Last week, intensive care units (ICU) were full in 21 out of 27 of Brazil’s capitals. In hospitals across the country there are ongoing shortages of both oxygen, needed to treat patients who are severely and critically ill, as well as sedatives, needed to intubate critically ill patients. As a result, our teams have seen patients, who may have otherwise had a chance at survival, being left without appropriate medical care.
“The devastation that MSF teams first witnessed in the Amazonas region has become the reality across the majority of Brazil,” says Pierre Van Heddegem, Emergency Coordinator for MSF’s COVID-19 response in Brazil. “The lack of planning and coordination between federal health authorities and their state and municipal counterparts is having life or death consequences.”
“Not only are patients dying without access to healthcare, but medical staff are exhausted and suffering from severe psychological and emotional trauma due to their working conditions”, says Van Heddegem.
Another limitation is that there is a shortage of local health professionals. However, foreign health staff, and even Brazilians with foreign qualifications, are not permitted to work in Brazil.

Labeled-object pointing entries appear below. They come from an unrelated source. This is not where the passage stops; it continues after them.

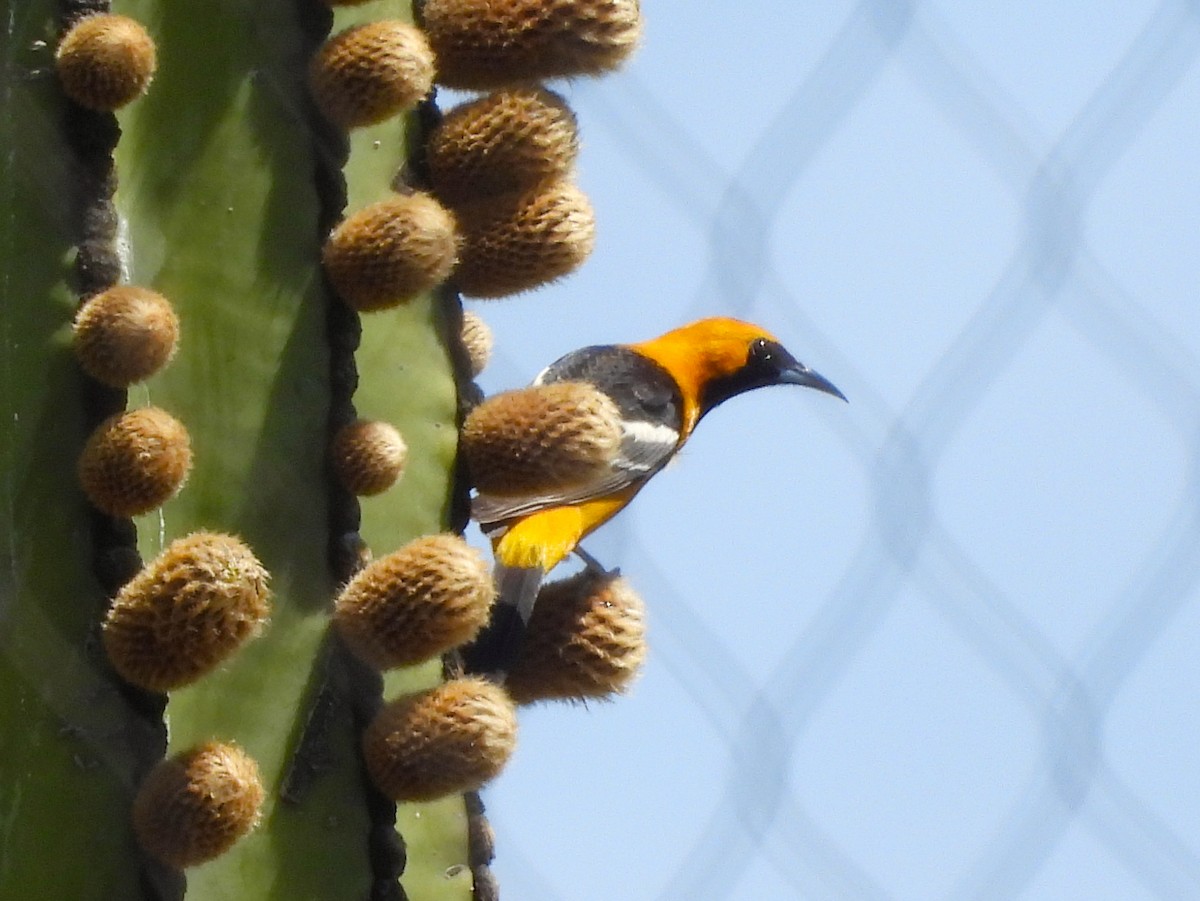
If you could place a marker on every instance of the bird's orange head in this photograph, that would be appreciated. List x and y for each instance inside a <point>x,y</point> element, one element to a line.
<point>715,359</point>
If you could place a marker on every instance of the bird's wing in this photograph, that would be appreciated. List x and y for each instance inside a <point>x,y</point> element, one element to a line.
<point>652,422</point>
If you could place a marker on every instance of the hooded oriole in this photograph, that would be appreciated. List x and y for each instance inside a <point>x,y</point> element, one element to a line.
<point>661,388</point>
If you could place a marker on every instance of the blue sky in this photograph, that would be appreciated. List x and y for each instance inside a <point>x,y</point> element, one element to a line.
<point>942,642</point>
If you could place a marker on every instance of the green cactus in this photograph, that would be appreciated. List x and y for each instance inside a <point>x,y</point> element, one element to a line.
<point>227,180</point>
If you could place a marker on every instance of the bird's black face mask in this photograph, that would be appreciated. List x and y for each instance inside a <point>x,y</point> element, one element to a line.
<point>767,364</point>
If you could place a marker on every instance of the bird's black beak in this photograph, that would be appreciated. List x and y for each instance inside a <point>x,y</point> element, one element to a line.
<point>797,373</point>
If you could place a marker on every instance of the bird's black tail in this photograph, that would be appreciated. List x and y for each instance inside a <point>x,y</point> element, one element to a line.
<point>495,650</point>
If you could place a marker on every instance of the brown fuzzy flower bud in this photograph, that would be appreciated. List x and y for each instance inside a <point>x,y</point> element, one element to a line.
<point>478,340</point>
<point>449,739</point>
<point>391,251</point>
<point>540,438</point>
<point>487,43</point>
<point>505,142</point>
<point>193,806</point>
<point>186,611</point>
<point>105,61</point>
<point>431,595</point>
<point>371,72</point>
<point>520,241</point>
<point>369,456</point>
<point>135,461</point>
<point>586,640</point>
<point>125,334</point>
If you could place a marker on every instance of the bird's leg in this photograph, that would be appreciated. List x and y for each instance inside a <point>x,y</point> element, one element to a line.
<point>594,566</point>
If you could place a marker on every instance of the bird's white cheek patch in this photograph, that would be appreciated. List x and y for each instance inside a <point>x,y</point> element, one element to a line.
<point>651,433</point>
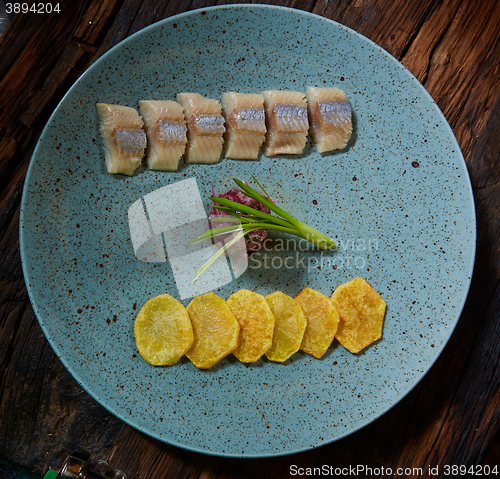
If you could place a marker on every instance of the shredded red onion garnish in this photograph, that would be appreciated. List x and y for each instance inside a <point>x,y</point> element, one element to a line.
<point>253,239</point>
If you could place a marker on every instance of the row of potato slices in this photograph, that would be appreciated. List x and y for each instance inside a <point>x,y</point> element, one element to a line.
<point>249,325</point>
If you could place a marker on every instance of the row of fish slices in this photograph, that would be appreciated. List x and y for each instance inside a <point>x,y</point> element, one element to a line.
<point>197,127</point>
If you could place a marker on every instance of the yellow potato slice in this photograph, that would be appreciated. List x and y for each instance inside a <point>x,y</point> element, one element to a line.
<point>215,330</point>
<point>361,312</point>
<point>322,321</point>
<point>289,327</point>
<point>163,331</point>
<point>257,324</point>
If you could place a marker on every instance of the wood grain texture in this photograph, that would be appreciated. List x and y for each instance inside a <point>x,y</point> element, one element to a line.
<point>451,417</point>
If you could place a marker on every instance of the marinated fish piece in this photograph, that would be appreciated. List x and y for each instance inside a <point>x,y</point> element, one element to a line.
<point>322,322</point>
<point>124,140</point>
<point>215,329</point>
<point>205,128</point>
<point>287,122</point>
<point>256,322</point>
<point>167,133</point>
<point>245,125</point>
<point>289,326</point>
<point>330,117</point>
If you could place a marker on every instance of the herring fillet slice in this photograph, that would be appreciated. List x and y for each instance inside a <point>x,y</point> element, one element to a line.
<point>166,131</point>
<point>205,127</point>
<point>287,122</point>
<point>124,140</point>
<point>330,116</point>
<point>245,125</point>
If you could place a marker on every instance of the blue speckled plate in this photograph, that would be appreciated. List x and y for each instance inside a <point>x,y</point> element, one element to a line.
<point>398,200</point>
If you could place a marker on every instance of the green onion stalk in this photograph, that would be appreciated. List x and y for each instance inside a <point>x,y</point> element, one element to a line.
<point>247,219</point>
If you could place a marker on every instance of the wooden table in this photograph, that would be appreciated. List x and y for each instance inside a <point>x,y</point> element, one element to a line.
<point>450,418</point>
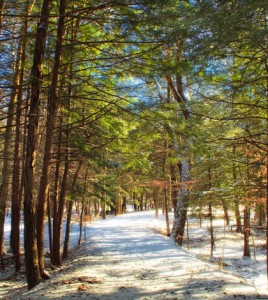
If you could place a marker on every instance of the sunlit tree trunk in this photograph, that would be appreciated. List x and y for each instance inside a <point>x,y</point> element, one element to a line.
<point>69,213</point>
<point>184,167</point>
<point>30,235</point>
<point>17,181</point>
<point>53,106</point>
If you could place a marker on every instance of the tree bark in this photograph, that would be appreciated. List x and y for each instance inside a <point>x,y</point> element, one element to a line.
<point>53,105</point>
<point>246,231</point>
<point>184,168</point>
<point>30,236</point>
<point>69,213</point>
<point>17,182</point>
<point>182,204</point>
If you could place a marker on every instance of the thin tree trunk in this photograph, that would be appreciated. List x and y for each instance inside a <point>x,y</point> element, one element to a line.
<point>246,231</point>
<point>184,166</point>
<point>7,151</point>
<point>182,204</point>
<point>30,236</point>
<point>236,200</point>
<point>58,213</point>
<point>69,213</point>
<point>17,183</point>
<point>53,106</point>
<point>1,15</point>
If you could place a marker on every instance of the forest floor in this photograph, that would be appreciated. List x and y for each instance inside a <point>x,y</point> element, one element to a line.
<point>129,257</point>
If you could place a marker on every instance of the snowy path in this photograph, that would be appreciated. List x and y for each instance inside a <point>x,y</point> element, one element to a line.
<point>125,259</point>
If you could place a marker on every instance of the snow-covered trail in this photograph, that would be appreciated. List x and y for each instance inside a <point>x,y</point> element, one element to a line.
<point>125,259</point>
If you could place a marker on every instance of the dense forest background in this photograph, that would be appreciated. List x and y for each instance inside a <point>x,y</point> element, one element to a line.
<point>159,104</point>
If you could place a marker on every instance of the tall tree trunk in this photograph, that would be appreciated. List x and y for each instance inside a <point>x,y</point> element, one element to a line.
<point>236,200</point>
<point>30,236</point>
<point>53,105</point>
<point>58,213</point>
<point>69,213</point>
<point>246,231</point>
<point>184,166</point>
<point>17,183</point>
<point>7,151</point>
<point>1,15</point>
<point>182,204</point>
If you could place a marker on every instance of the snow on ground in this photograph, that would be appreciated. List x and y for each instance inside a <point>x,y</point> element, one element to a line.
<point>125,257</point>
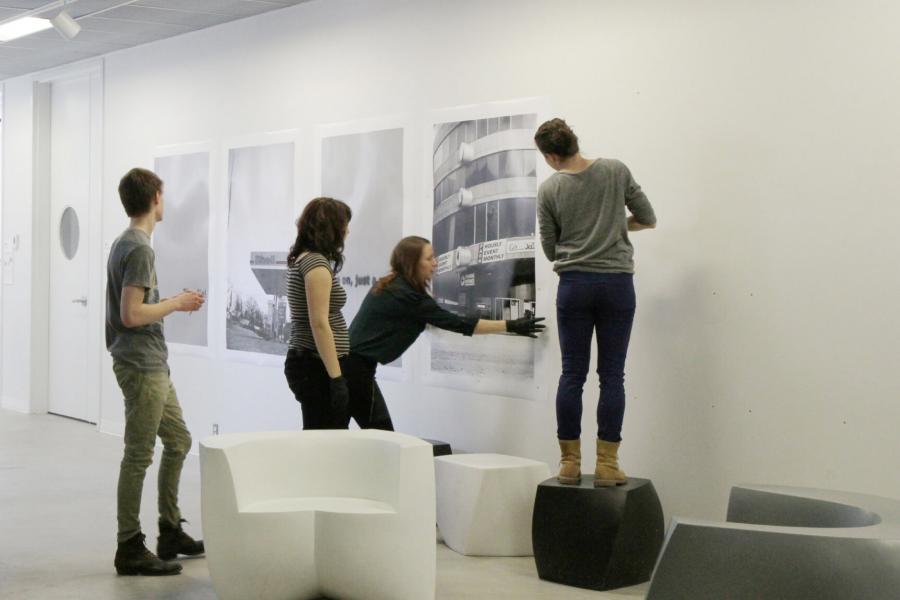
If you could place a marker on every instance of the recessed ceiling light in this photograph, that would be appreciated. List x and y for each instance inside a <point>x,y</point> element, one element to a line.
<point>22,27</point>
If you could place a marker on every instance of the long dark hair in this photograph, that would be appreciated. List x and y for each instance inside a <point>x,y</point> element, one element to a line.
<point>321,228</point>
<point>405,262</point>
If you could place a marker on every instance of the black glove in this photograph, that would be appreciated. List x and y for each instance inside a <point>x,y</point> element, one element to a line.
<point>340,402</point>
<point>525,326</point>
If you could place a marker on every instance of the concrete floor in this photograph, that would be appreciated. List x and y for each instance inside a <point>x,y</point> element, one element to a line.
<point>58,515</point>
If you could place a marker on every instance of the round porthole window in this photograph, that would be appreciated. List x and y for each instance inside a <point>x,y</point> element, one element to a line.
<point>69,232</point>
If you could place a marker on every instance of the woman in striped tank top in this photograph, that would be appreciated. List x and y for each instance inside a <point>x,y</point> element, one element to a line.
<point>319,339</point>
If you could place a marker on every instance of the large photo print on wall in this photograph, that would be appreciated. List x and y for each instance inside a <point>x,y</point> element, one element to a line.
<point>181,240</point>
<point>365,170</point>
<point>259,231</point>
<point>484,188</point>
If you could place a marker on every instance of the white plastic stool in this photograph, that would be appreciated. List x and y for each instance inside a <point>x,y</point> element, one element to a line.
<point>485,502</point>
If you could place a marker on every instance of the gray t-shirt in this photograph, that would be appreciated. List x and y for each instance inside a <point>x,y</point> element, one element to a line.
<point>131,263</point>
<point>583,225</point>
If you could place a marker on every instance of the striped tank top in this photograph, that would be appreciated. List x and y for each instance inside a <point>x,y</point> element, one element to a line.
<point>301,331</point>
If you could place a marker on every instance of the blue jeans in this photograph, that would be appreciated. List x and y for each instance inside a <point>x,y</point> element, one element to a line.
<point>586,302</point>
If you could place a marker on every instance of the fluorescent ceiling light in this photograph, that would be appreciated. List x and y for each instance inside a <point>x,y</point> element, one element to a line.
<point>65,25</point>
<point>22,27</point>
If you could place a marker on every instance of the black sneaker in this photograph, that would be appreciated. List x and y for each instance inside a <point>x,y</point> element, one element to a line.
<point>173,541</point>
<point>133,558</point>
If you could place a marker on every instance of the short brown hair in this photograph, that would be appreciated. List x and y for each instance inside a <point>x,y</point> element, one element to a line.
<point>556,137</point>
<point>405,263</point>
<point>321,229</point>
<point>137,189</point>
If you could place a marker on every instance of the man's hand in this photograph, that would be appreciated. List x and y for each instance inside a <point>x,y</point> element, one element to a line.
<point>525,326</point>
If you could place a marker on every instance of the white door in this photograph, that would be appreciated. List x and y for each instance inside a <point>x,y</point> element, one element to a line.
<point>70,194</point>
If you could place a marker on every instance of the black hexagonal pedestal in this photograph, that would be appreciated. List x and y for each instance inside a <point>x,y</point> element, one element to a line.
<point>597,538</point>
<point>440,448</point>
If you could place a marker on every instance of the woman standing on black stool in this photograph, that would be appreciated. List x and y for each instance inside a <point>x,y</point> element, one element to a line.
<point>319,338</point>
<point>584,232</point>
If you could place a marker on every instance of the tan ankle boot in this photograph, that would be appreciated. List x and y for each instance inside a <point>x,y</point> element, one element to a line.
<point>607,473</point>
<point>570,463</point>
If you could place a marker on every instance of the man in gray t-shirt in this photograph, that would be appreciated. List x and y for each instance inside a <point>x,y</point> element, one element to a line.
<point>134,337</point>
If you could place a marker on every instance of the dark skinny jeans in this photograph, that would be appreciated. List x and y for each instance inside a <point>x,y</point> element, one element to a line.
<point>588,302</point>
<point>308,379</point>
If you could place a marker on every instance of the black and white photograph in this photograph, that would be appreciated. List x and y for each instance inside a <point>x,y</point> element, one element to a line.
<point>484,186</point>
<point>259,230</point>
<point>181,241</point>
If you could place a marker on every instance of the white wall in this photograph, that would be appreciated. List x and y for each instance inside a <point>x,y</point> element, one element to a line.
<point>18,131</point>
<point>766,135</point>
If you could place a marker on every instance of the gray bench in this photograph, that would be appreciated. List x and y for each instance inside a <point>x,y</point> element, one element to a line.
<point>785,543</point>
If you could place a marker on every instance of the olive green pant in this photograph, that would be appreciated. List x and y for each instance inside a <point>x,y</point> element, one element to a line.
<point>151,409</point>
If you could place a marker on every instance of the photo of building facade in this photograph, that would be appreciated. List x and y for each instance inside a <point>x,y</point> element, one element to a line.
<point>483,232</point>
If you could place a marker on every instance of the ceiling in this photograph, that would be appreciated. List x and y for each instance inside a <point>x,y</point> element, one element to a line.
<point>109,25</point>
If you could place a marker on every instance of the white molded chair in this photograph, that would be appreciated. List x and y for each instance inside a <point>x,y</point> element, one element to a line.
<point>304,514</point>
<point>486,501</point>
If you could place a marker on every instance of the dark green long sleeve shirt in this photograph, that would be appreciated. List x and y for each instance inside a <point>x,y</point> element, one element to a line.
<point>388,323</point>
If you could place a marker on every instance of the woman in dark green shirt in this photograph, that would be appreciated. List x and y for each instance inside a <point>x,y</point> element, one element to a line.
<point>392,316</point>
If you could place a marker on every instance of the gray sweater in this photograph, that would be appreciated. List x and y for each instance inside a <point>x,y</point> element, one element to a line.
<point>583,225</point>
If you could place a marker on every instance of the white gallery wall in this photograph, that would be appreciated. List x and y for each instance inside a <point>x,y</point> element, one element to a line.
<point>766,134</point>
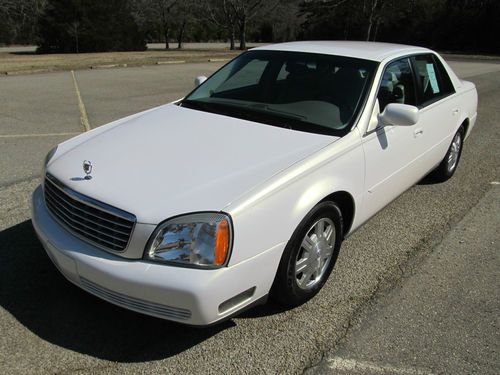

Fuelling sickness and death in Brazil is the overwhelming amount of disinformation circulating in communities across the country. Masks, physical distancing and the restriction of movement and non-essential activities, are shunned and politicised. In addition, hydroxychloroquine (an anti-malarial medication) and ivermectin (an anti-parasitic drug) are touted by politicians as the panacea to the COVID-19 pandemic and prescribed by doctors as both COVID-19 prophylaxis and treatment.
To add to the troubling situation in Brazil, a country which vaccinated 92 million people against H1N1 (Swine flu) in just three months in 2009, the COVID-19 vaccination campaign is running at half speed. So far, around 11 per cent of people have received at least one dose. This means that millions of lives inside Brazil, and even beyond its borders, are at risk from more than 90 variants of the virus currently circulating in the country, as well as any new variants which may emerge.
“The Brazilian authorities have overseen the unmitigated spread of COVID-19 over the past year,” says Dr Christou. “Their refusal to adapt evidence-based public health measures has sent far too many to an early grave. The response in Brazil needs an urgent, science-based and well-coordinated reset to prevent further avoidable deaths and the destruction of the once prestigious Brazilian health system.